Según la fuente, el atacante fue interceptado por las fuerzas de seguridad, que le dispararon pero no consiguieron evitar que detonara su carga explosiva. Además, dos soldados estadounidenses murieron ayer en una explosión registrada en una base militar de EEUU en la provincia meridional de Zabul, según un portavoz de la OTAN.

El subjefe de la Policía provincial, Gholam Jailani Farahi, aseguró que fue un suicida a bordo de un vehículo el que atacó la base del distrito de Shah Joy en Zabul, pero no pudo confirmar si había causado bajas. En su página web, la insurgencia talibán dijo que fue la acción de un suicida y que éste causó la muerte de 22 soldados rumanos.

Los ataques ocurrieron poco después de la jura de Hamid Karzai para un segundo mandato como presidente de Afganistán, en la que volvió a ofrecer “reconciliación” a los talibanes que no tengan vínculos “directos” con el terrorismo internacional.

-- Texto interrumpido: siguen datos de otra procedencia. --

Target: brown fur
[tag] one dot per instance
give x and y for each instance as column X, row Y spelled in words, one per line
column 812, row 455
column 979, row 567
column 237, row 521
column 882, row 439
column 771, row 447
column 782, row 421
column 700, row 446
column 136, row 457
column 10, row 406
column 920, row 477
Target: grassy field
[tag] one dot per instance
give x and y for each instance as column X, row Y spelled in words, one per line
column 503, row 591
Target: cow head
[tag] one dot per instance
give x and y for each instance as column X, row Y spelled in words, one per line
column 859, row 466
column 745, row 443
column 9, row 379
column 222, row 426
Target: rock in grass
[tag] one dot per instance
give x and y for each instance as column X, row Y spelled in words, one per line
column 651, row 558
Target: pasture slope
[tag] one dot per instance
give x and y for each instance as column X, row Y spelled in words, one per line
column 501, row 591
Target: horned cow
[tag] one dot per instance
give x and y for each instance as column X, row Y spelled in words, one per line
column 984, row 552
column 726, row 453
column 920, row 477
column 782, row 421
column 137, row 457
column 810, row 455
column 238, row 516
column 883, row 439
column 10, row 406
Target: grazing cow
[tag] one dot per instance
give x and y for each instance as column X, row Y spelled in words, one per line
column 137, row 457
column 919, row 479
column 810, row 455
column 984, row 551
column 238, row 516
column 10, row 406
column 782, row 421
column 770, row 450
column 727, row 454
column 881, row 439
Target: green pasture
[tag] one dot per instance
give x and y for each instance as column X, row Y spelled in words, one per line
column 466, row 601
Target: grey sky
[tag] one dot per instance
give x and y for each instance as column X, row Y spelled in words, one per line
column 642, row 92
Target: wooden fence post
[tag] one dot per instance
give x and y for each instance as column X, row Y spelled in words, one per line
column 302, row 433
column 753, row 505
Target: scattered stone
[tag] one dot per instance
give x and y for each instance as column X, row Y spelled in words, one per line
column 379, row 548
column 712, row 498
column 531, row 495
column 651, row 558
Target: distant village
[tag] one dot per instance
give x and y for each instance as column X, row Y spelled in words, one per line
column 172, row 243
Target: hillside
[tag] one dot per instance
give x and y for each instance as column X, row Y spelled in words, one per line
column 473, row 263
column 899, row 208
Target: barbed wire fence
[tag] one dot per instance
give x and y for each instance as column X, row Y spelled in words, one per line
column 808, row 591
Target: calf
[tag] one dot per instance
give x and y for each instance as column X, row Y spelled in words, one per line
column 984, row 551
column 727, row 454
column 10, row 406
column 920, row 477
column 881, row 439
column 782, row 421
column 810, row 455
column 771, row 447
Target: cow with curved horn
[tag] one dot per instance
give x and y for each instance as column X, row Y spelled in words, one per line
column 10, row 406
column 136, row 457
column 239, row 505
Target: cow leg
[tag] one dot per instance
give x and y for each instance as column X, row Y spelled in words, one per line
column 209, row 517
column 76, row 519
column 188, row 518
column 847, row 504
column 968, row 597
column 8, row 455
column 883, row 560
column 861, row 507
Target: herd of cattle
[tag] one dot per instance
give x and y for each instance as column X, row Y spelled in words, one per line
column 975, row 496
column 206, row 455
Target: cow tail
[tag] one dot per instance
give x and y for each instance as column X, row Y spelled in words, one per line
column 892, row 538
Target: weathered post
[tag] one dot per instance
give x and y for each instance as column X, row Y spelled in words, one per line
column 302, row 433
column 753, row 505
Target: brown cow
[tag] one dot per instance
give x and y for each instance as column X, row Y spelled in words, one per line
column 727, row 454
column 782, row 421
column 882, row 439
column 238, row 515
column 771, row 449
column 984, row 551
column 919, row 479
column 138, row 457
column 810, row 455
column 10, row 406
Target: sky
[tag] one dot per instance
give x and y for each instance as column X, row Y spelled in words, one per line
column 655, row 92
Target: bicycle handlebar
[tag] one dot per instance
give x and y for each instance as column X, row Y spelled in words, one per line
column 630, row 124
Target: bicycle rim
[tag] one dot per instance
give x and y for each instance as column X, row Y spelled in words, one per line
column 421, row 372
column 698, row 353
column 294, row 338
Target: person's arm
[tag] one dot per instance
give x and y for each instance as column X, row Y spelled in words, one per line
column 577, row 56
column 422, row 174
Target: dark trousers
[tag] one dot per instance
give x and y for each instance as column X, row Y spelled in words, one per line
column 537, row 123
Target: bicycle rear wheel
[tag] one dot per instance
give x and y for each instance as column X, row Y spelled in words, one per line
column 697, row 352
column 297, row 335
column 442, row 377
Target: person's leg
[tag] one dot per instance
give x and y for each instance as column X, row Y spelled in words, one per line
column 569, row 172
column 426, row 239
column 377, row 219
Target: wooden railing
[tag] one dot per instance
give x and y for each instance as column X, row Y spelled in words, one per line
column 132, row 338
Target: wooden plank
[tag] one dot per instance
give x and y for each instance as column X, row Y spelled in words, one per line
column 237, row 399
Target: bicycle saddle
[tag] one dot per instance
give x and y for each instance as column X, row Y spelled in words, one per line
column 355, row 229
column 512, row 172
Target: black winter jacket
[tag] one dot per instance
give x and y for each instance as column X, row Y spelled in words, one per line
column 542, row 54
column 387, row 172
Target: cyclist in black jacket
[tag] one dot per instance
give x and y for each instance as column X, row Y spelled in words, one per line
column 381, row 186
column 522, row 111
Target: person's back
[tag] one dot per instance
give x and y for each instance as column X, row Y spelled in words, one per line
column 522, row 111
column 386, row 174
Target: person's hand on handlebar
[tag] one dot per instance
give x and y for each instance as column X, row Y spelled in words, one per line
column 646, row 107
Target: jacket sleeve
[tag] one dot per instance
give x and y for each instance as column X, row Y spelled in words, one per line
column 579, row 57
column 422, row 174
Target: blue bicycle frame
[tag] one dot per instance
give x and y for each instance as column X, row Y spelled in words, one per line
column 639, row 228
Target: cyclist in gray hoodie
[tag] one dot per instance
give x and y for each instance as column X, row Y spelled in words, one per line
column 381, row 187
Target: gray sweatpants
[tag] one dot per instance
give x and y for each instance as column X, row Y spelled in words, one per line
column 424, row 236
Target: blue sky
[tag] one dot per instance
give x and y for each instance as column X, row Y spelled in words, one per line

Karzai también se comprometió a conseguir que, en los próximos años, sean el Ejército y la Policía afganos los que tengan el control de la seguridad en las provincias afganas, con una reducción “gradual” del papel de las fuerzas internacionales destacadas en el país.

EE.UU. se está planteando el envío de un importante refuerzo para su contingente en Afganistán, que con 68,000 soldados lleva el peso principal del esfuerzo contra la insurgencia.